Choose a dual-plane intake if you just want to run an out-of-the-box carburetor without spending a lot of time dialing in the carburetor for best driveability.
Choose a dual-plane intake if you need an exhaust heat crossover passage for emission compliance and/or decent cold-start performance with a carburetor. (Exception: Edelbrock's RPM Air-Gap series or other manufacturers' equivalents don't have a crossover passage. )

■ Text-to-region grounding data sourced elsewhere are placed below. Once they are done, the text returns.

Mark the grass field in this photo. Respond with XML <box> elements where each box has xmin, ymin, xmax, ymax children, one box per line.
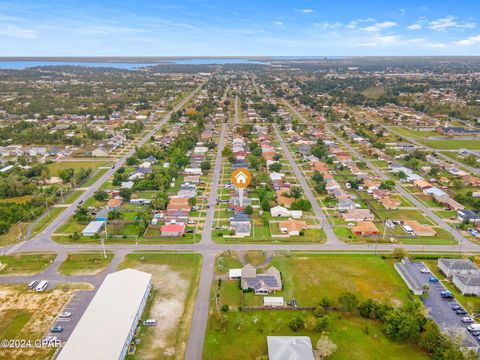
<box><xmin>120</xmin><ymin>252</ymin><xmax>201</xmax><ymax>360</ymax></box>
<box><xmin>269</xmin><ymin>254</ymin><xmax>411</xmax><ymax>306</ymax></box>
<box><xmin>418</xmin><ymin>139</ymin><xmax>480</xmax><ymax>150</ymax></box>
<box><xmin>58</xmin><ymin>252</ymin><xmax>113</xmax><ymax>275</ymax></box>
<box><xmin>31</xmin><ymin>207</ymin><xmax>65</xmax><ymax>236</ymax></box>
<box><xmin>47</xmin><ymin>161</ymin><xmax>110</xmax><ymax>175</ymax></box>
<box><xmin>0</xmin><ymin>254</ymin><xmax>56</xmax><ymax>275</ymax></box>
<box><xmin>390</xmin><ymin>127</ymin><xmax>439</xmax><ymax>139</ymax></box>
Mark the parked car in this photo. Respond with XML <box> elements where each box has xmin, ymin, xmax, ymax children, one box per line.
<box><xmin>440</xmin><ymin>290</ymin><xmax>454</xmax><ymax>299</ymax></box>
<box><xmin>428</xmin><ymin>277</ymin><xmax>439</xmax><ymax>283</ymax></box>
<box><xmin>59</xmin><ymin>312</ymin><xmax>71</xmax><ymax>318</ymax></box>
<box><xmin>461</xmin><ymin>316</ymin><xmax>474</xmax><ymax>324</ymax></box>
<box><xmin>143</xmin><ymin>319</ymin><xmax>157</xmax><ymax>326</ymax></box>
<box><xmin>451</xmin><ymin>304</ymin><xmax>461</xmax><ymax>311</ymax></box>
<box><xmin>27</xmin><ymin>280</ymin><xmax>38</xmax><ymax>290</ymax></box>
<box><xmin>456</xmin><ymin>308</ymin><xmax>468</xmax><ymax>315</ymax></box>
<box><xmin>471</xmin><ymin>330</ymin><xmax>480</xmax><ymax>336</ymax></box>
<box><xmin>50</xmin><ymin>325</ymin><xmax>64</xmax><ymax>333</ymax></box>
<box><xmin>420</xmin><ymin>268</ymin><xmax>430</xmax><ymax>274</ymax></box>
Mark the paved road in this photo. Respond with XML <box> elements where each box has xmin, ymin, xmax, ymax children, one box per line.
<box><xmin>185</xmin><ymin>252</ymin><xmax>216</xmax><ymax>360</ymax></box>
<box><xmin>273</xmin><ymin>125</ymin><xmax>340</xmax><ymax>244</ymax></box>
<box><xmin>386</xmin><ymin>126</ymin><xmax>480</xmax><ymax>176</ymax></box>
<box><xmin>199</xmin><ymin>123</ymin><xmax>227</xmax><ymax>246</ymax></box>
<box><xmin>234</xmin><ymin>96</ymin><xmax>239</xmax><ymax>125</ymax></box>
<box><xmin>326</xmin><ymin>124</ymin><xmax>472</xmax><ymax>249</ymax></box>
<box><xmin>9</xmin><ymin>83</ymin><xmax>205</xmax><ymax>254</ymax></box>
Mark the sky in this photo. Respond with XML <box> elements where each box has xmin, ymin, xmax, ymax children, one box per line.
<box><xmin>0</xmin><ymin>0</ymin><xmax>479</xmax><ymax>56</ymax></box>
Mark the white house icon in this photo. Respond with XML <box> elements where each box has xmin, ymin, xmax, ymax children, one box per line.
<box><xmin>234</xmin><ymin>171</ymin><xmax>248</xmax><ymax>184</ymax></box>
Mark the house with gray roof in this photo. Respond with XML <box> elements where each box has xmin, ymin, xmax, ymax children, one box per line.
<box><xmin>267</xmin><ymin>336</ymin><xmax>314</xmax><ymax>360</ymax></box>
<box><xmin>453</xmin><ymin>274</ymin><xmax>480</xmax><ymax>296</ymax></box>
<box><xmin>241</xmin><ymin>265</ymin><xmax>282</xmax><ymax>295</ymax></box>
<box><xmin>437</xmin><ymin>258</ymin><xmax>480</xmax><ymax>278</ymax></box>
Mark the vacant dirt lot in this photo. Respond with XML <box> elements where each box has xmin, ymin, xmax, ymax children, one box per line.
<box><xmin>0</xmin><ymin>285</ymin><xmax>75</xmax><ymax>360</ymax></box>
<box><xmin>135</xmin><ymin>264</ymin><xmax>190</xmax><ymax>360</ymax></box>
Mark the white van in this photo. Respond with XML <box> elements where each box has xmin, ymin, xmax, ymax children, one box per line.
<box><xmin>143</xmin><ymin>319</ymin><xmax>157</xmax><ymax>326</ymax></box>
<box><xmin>36</xmin><ymin>280</ymin><xmax>48</xmax><ymax>292</ymax></box>
<box><xmin>467</xmin><ymin>324</ymin><xmax>480</xmax><ymax>332</ymax></box>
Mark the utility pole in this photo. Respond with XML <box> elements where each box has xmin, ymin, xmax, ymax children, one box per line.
<box><xmin>101</xmin><ymin>221</ymin><xmax>108</xmax><ymax>259</ymax></box>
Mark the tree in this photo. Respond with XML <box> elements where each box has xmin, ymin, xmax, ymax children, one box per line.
<box><xmin>315</xmin><ymin>315</ymin><xmax>331</xmax><ymax>332</ymax></box>
<box><xmin>188</xmin><ymin>197</ymin><xmax>197</xmax><ymax>207</ymax></box>
<box><xmin>269</xmin><ymin>162</ymin><xmax>282</xmax><ymax>172</ymax></box>
<box><xmin>200</xmin><ymin>160</ymin><xmax>211</xmax><ymax>171</ymax></box>
<box><xmin>119</xmin><ymin>188</ymin><xmax>132</xmax><ymax>202</ymax></box>
<box><xmin>94</xmin><ymin>190</ymin><xmax>108</xmax><ymax>201</ymax></box>
<box><xmin>289</xmin><ymin>316</ymin><xmax>304</xmax><ymax>332</ymax></box>
<box><xmin>291</xmin><ymin>199</ymin><xmax>311</xmax><ymax>211</ymax></box>
<box><xmin>289</xmin><ymin>186</ymin><xmax>303</xmax><ymax>199</ymax></box>
<box><xmin>392</xmin><ymin>247</ymin><xmax>407</xmax><ymax>260</ymax></box>
<box><xmin>108</xmin><ymin>210</ymin><xmax>121</xmax><ymax>220</ymax></box>
<box><xmin>313</xmin><ymin>305</ymin><xmax>326</xmax><ymax>317</ymax></box>
<box><xmin>244</xmin><ymin>205</ymin><xmax>253</xmax><ymax>215</ymax></box>
<box><xmin>338</xmin><ymin>292</ymin><xmax>358</xmax><ymax>313</ymax></box>
<box><xmin>315</xmin><ymin>336</ymin><xmax>337</xmax><ymax>359</ymax></box>
<box><xmin>304</xmin><ymin>316</ymin><xmax>317</xmax><ymax>331</ymax></box>
<box><xmin>59</xmin><ymin>168</ymin><xmax>75</xmax><ymax>184</ymax></box>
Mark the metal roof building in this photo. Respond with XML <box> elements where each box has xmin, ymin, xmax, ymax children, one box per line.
<box><xmin>57</xmin><ymin>268</ymin><xmax>152</xmax><ymax>360</ymax></box>
<box><xmin>81</xmin><ymin>220</ymin><xmax>106</xmax><ymax>236</ymax></box>
<box><xmin>267</xmin><ymin>336</ymin><xmax>314</xmax><ymax>360</ymax></box>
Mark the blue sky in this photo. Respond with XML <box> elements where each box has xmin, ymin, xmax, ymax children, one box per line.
<box><xmin>0</xmin><ymin>0</ymin><xmax>479</xmax><ymax>56</ymax></box>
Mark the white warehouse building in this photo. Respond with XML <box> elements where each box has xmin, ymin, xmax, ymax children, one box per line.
<box><xmin>57</xmin><ymin>268</ymin><xmax>152</xmax><ymax>360</ymax></box>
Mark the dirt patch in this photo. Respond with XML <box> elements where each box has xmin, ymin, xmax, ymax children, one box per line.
<box><xmin>134</xmin><ymin>264</ymin><xmax>189</xmax><ymax>359</ymax></box>
<box><xmin>0</xmin><ymin>285</ymin><xmax>75</xmax><ymax>360</ymax></box>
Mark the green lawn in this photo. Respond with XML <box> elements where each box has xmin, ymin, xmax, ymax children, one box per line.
<box><xmin>47</xmin><ymin>161</ymin><xmax>109</xmax><ymax>175</ymax></box>
<box><xmin>418</xmin><ymin>139</ymin><xmax>480</xmax><ymax>150</ymax></box>
<box><xmin>269</xmin><ymin>254</ymin><xmax>410</xmax><ymax>306</ymax></box>
<box><xmin>31</xmin><ymin>207</ymin><xmax>65</xmax><ymax>236</ymax></box>
<box><xmin>58</xmin><ymin>252</ymin><xmax>113</xmax><ymax>275</ymax></box>
<box><xmin>0</xmin><ymin>254</ymin><xmax>56</xmax><ymax>275</ymax></box>
<box><xmin>390</xmin><ymin>127</ymin><xmax>438</xmax><ymax>139</ymax></box>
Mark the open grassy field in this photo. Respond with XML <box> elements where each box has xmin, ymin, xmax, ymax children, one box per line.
<box><xmin>269</xmin><ymin>253</ymin><xmax>411</xmax><ymax>306</ymax></box>
<box><xmin>58</xmin><ymin>252</ymin><xmax>113</xmax><ymax>275</ymax></box>
<box><xmin>120</xmin><ymin>252</ymin><xmax>201</xmax><ymax>360</ymax></box>
<box><xmin>0</xmin><ymin>254</ymin><xmax>56</xmax><ymax>275</ymax></box>
<box><xmin>418</xmin><ymin>139</ymin><xmax>480</xmax><ymax>150</ymax></box>
<box><xmin>389</xmin><ymin>127</ymin><xmax>438</xmax><ymax>139</ymax></box>
<box><xmin>46</xmin><ymin>161</ymin><xmax>110</xmax><ymax>175</ymax></box>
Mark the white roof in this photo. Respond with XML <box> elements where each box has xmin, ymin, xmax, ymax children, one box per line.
<box><xmin>57</xmin><ymin>269</ymin><xmax>152</xmax><ymax>360</ymax></box>
<box><xmin>267</xmin><ymin>336</ymin><xmax>314</xmax><ymax>360</ymax></box>
<box><xmin>264</xmin><ymin>296</ymin><xmax>284</xmax><ymax>303</ymax></box>
<box><xmin>229</xmin><ymin>269</ymin><xmax>242</xmax><ymax>278</ymax></box>
<box><xmin>82</xmin><ymin>220</ymin><xmax>105</xmax><ymax>234</ymax></box>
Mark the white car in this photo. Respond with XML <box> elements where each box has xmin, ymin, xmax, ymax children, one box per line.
<box><xmin>462</xmin><ymin>317</ymin><xmax>474</xmax><ymax>323</ymax></box>
<box><xmin>420</xmin><ymin>268</ymin><xmax>430</xmax><ymax>274</ymax></box>
<box><xmin>59</xmin><ymin>312</ymin><xmax>72</xmax><ymax>318</ymax></box>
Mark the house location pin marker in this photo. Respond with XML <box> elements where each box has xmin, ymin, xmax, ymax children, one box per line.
<box><xmin>231</xmin><ymin>168</ymin><xmax>252</xmax><ymax>207</ymax></box>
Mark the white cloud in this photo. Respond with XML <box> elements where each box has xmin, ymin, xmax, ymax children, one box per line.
<box><xmin>455</xmin><ymin>34</ymin><xmax>480</xmax><ymax>46</ymax></box>
<box><xmin>315</xmin><ymin>22</ymin><xmax>341</xmax><ymax>30</ymax></box>
<box><xmin>301</xmin><ymin>9</ymin><xmax>314</xmax><ymax>14</ymax></box>
<box><xmin>362</xmin><ymin>21</ymin><xmax>397</xmax><ymax>32</ymax></box>
<box><xmin>428</xmin><ymin>16</ymin><xmax>475</xmax><ymax>31</ymax></box>
<box><xmin>273</xmin><ymin>21</ymin><xmax>283</xmax><ymax>26</ymax></box>
<box><xmin>359</xmin><ymin>35</ymin><xmax>400</xmax><ymax>46</ymax></box>
<box><xmin>0</xmin><ymin>24</ymin><xmax>36</xmax><ymax>38</ymax></box>
<box><xmin>408</xmin><ymin>23</ymin><xmax>422</xmax><ymax>30</ymax></box>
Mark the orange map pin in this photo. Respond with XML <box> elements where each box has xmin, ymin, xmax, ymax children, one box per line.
<box><xmin>231</xmin><ymin>168</ymin><xmax>252</xmax><ymax>188</ymax></box>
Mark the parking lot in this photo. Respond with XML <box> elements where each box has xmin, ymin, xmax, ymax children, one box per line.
<box><xmin>45</xmin><ymin>291</ymin><xmax>96</xmax><ymax>343</ymax></box>
<box><xmin>401</xmin><ymin>259</ymin><xmax>479</xmax><ymax>350</ymax></box>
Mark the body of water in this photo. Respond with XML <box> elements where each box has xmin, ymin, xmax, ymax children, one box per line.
<box><xmin>0</xmin><ymin>58</ymin><xmax>269</xmax><ymax>69</ymax></box>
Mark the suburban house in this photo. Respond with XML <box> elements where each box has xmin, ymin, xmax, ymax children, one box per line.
<box><xmin>437</xmin><ymin>258</ymin><xmax>480</xmax><ymax>278</ymax></box>
<box><xmin>380</xmin><ymin>197</ymin><xmax>401</xmax><ymax>210</ymax></box>
<box><xmin>107</xmin><ymin>198</ymin><xmax>123</xmax><ymax>211</ymax></box>
<box><xmin>267</xmin><ymin>337</ymin><xmax>314</xmax><ymax>360</ymax></box>
<box><xmin>403</xmin><ymin>221</ymin><xmax>436</xmax><ymax>237</ymax></box>
<box><xmin>270</xmin><ymin>206</ymin><xmax>303</xmax><ymax>219</ymax></box>
<box><xmin>414</xmin><ymin>179</ymin><xmax>433</xmax><ymax>190</ymax></box>
<box><xmin>167</xmin><ymin>197</ymin><xmax>191</xmax><ymax>212</ymax></box>
<box><xmin>343</xmin><ymin>209</ymin><xmax>374</xmax><ymax>222</ymax></box>
<box><xmin>92</xmin><ymin>147</ymin><xmax>108</xmax><ymax>157</ymax></box>
<box><xmin>240</xmin><ymin>264</ymin><xmax>282</xmax><ymax>295</ymax></box>
<box><xmin>457</xmin><ymin>209</ymin><xmax>480</xmax><ymax>225</ymax></box>
<box><xmin>160</xmin><ymin>223</ymin><xmax>185</xmax><ymax>237</ymax></box>
<box><xmin>263</xmin><ymin>297</ymin><xmax>285</xmax><ymax>308</ymax></box>
<box><xmin>229</xmin><ymin>213</ymin><xmax>251</xmax><ymax>237</ymax></box>
<box><xmin>351</xmin><ymin>221</ymin><xmax>380</xmax><ymax>236</ymax></box>
<box><xmin>453</xmin><ymin>274</ymin><xmax>480</xmax><ymax>296</ymax></box>
<box><xmin>435</xmin><ymin>196</ymin><xmax>465</xmax><ymax>211</ymax></box>
<box><xmin>279</xmin><ymin>219</ymin><xmax>307</xmax><ymax>236</ymax></box>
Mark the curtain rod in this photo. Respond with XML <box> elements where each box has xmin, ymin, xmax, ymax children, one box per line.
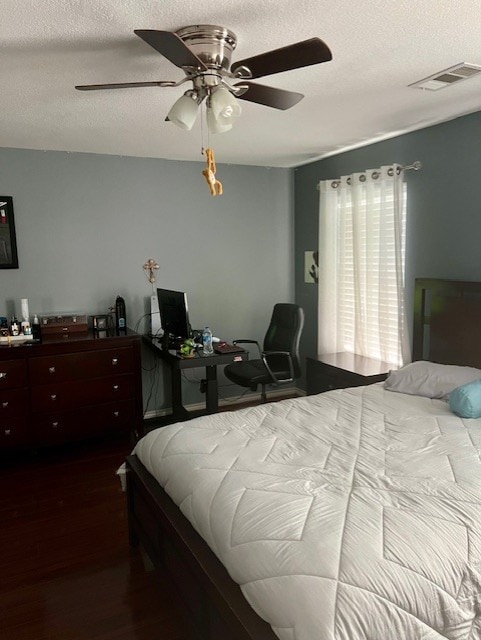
<box><xmin>402</xmin><ymin>160</ymin><xmax>422</xmax><ymax>171</ymax></box>
<box><xmin>317</xmin><ymin>161</ymin><xmax>422</xmax><ymax>190</ymax></box>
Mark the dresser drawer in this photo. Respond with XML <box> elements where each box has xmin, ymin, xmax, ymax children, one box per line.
<box><xmin>32</xmin><ymin>399</ymin><xmax>135</xmax><ymax>445</ymax></box>
<box><xmin>0</xmin><ymin>417</ymin><xmax>29</xmax><ymax>447</ymax></box>
<box><xmin>0</xmin><ymin>359</ymin><xmax>27</xmax><ymax>390</ymax></box>
<box><xmin>28</xmin><ymin>346</ymin><xmax>135</xmax><ymax>385</ymax></box>
<box><xmin>0</xmin><ymin>388</ymin><xmax>29</xmax><ymax>417</ymax></box>
<box><xmin>30</xmin><ymin>373</ymin><xmax>135</xmax><ymax>412</ymax></box>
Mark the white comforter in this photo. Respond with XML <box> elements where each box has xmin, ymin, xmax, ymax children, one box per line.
<box><xmin>134</xmin><ymin>384</ymin><xmax>481</xmax><ymax>639</ymax></box>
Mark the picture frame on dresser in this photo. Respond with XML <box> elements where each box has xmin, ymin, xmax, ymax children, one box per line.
<box><xmin>0</xmin><ymin>196</ymin><xmax>19</xmax><ymax>269</ymax></box>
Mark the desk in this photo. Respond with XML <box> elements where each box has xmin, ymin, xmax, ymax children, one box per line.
<box><xmin>143</xmin><ymin>337</ymin><xmax>248</xmax><ymax>424</ymax></box>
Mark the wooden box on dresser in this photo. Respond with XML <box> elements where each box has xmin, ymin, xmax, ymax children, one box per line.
<box><xmin>0</xmin><ymin>329</ymin><xmax>142</xmax><ymax>451</ymax></box>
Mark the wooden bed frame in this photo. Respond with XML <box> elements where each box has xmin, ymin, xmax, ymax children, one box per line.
<box><xmin>126</xmin><ymin>278</ymin><xmax>481</xmax><ymax>640</ymax></box>
<box><xmin>413</xmin><ymin>278</ymin><xmax>481</xmax><ymax>365</ymax></box>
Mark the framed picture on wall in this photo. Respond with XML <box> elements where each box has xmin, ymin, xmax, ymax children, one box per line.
<box><xmin>304</xmin><ymin>250</ymin><xmax>319</xmax><ymax>284</ymax></box>
<box><xmin>0</xmin><ymin>196</ymin><xmax>19</xmax><ymax>269</ymax></box>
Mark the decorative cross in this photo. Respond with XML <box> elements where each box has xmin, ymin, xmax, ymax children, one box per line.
<box><xmin>143</xmin><ymin>258</ymin><xmax>160</xmax><ymax>290</ymax></box>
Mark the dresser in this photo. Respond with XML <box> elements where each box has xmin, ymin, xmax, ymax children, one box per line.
<box><xmin>306</xmin><ymin>352</ymin><xmax>393</xmax><ymax>395</ymax></box>
<box><xmin>0</xmin><ymin>329</ymin><xmax>142</xmax><ymax>450</ymax></box>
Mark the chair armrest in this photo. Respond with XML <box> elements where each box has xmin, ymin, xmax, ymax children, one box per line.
<box><xmin>233</xmin><ymin>339</ymin><xmax>262</xmax><ymax>357</ymax></box>
<box><xmin>261</xmin><ymin>350</ymin><xmax>295</xmax><ymax>385</ymax></box>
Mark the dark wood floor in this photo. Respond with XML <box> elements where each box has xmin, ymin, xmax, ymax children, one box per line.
<box><xmin>0</xmin><ymin>393</ymin><xmax>299</xmax><ymax>639</ymax></box>
<box><xmin>0</xmin><ymin>435</ymin><xmax>190</xmax><ymax>640</ymax></box>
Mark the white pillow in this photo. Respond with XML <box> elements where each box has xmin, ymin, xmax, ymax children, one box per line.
<box><xmin>384</xmin><ymin>360</ymin><xmax>481</xmax><ymax>399</ymax></box>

One of the best all-around dual-plane intake manifolds is this Edelbrock RPM Air-Gap (PN 7561) that fits big-block Chevy oval-port heads. If emission compliance isn't a factor but a dual-plane intake's broad powerband is still desirable, consider the Air-Gap series for any street engine. Unlike big E's Performer RPM series, as its name implies the RPM Air-Gap intakes keep the runners and plenum isolated from the valley and allow cooler air circulation under the plenum for greater air/fuel charge density. Also note the partially cut-down plenum divider that helps enhance top-end flow on a hungry big-block Chevy. Photo: Edelbrock
Stay Single Or Hook-Up With A Dual?
Although we've all seen and proven exceptions to these rules of thumb, in general when it comes to deciding between a single-plane vs. a dual-plane, mild carbureted street engines should use a modern high-rise dual-plane intake configuration, such as Edelbrock's Performer RPM or RPM Air-Gap (or other manufacturers' equivalents). For competition use with a matched camshaft, carburetor, torque converter, and steep rear gears, go with a single-plane intake manifold.